Page MenuHomeSoftware Heritage

Load the archived bitbucket mercurial repositories
Open, HighPublic

Description

When swh.loader.mercurial 1.0 is deployed in production, schedule the loading of all the archived bitbucket repos from the mapping file provided by @Alphare; monitor the completion of the tasks.

It would probably make sense to set up a new worker instance for this to avoid interfering with the regular loading.

Event Timeline

The mapping file is located (on the boatbucket machine) at /srv/boatbucket/mapping-to-repos.txt. It does *not* contain the (very few) outright corrupted repositories, I might have to do some digging and even bother the BB team again to get the URL for those.

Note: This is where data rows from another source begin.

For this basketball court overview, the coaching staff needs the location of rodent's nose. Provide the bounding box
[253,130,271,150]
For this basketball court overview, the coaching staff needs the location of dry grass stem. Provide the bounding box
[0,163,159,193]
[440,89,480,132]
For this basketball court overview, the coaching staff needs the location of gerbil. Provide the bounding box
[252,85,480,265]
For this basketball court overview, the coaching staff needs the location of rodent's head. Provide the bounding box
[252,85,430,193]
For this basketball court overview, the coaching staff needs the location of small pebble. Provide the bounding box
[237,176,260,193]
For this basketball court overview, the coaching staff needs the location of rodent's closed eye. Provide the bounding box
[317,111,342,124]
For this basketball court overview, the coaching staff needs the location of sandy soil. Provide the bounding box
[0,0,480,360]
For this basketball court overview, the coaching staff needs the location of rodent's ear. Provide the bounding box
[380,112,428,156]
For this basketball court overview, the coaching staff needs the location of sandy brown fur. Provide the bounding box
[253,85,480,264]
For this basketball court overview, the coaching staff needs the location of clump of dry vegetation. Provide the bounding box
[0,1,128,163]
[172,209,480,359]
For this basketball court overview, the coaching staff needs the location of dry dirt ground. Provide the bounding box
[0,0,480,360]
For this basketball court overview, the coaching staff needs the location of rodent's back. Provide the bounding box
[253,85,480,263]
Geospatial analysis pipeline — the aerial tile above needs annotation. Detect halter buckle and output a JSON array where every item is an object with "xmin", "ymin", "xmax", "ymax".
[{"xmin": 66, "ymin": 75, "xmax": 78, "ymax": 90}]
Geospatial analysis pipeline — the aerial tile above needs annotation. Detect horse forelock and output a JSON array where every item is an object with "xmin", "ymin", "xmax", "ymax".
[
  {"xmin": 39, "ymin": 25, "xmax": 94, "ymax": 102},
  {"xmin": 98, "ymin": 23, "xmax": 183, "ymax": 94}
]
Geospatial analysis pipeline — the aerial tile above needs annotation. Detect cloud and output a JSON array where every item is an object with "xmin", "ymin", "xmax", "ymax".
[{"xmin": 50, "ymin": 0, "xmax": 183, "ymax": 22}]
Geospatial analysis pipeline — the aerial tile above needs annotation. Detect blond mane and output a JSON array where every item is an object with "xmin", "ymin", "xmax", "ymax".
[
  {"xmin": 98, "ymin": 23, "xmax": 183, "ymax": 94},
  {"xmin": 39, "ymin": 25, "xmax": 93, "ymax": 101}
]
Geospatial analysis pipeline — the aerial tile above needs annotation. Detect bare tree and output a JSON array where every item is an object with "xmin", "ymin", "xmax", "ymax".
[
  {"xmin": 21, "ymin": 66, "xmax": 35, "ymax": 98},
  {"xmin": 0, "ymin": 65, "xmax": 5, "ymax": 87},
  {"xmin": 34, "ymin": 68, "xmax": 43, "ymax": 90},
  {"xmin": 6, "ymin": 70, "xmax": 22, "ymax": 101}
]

In the mean time, we agreed that the smoke-test on the staging environment should happen on:

  • https://mercurial-scm.org/repo/hg for the remote case of a non-trivial repo
  • refugees/data/54/54220cd1-b139-4188-9455-1e13e663f1ac/main-repo.mercurial/ (PyPy for a local large-ish repo)
  • any corrupted repository in /srv/boatbucket/extra-repos/corrupted/ just in case

For posterity, I have tested that all corrupted and "verify failed" repositories in the archive load correctly, as well as the humongous Mozilla-unified, PyPy and about a few thousand random other ones from the archive. Aside from the incremental loading issues detailed in T3336 (that should be fixed in today's run), everything seems fine.

That's awesome news, thanks for the heads up \o/.

The run from this week-end, detailed in T3336, appears to have worked fine. (just making sure it's obvious from this task also)

As mentioned in T3336, we've now passed 3000 repos loaded successfully in staging. We've had two failures due to attempting to add two identical objects concurrently, which is something my simple test script wouldn't catch, but would be handled properly by an actual worker process.

Once we go to production we should expect the throughput to be quite a bit faster.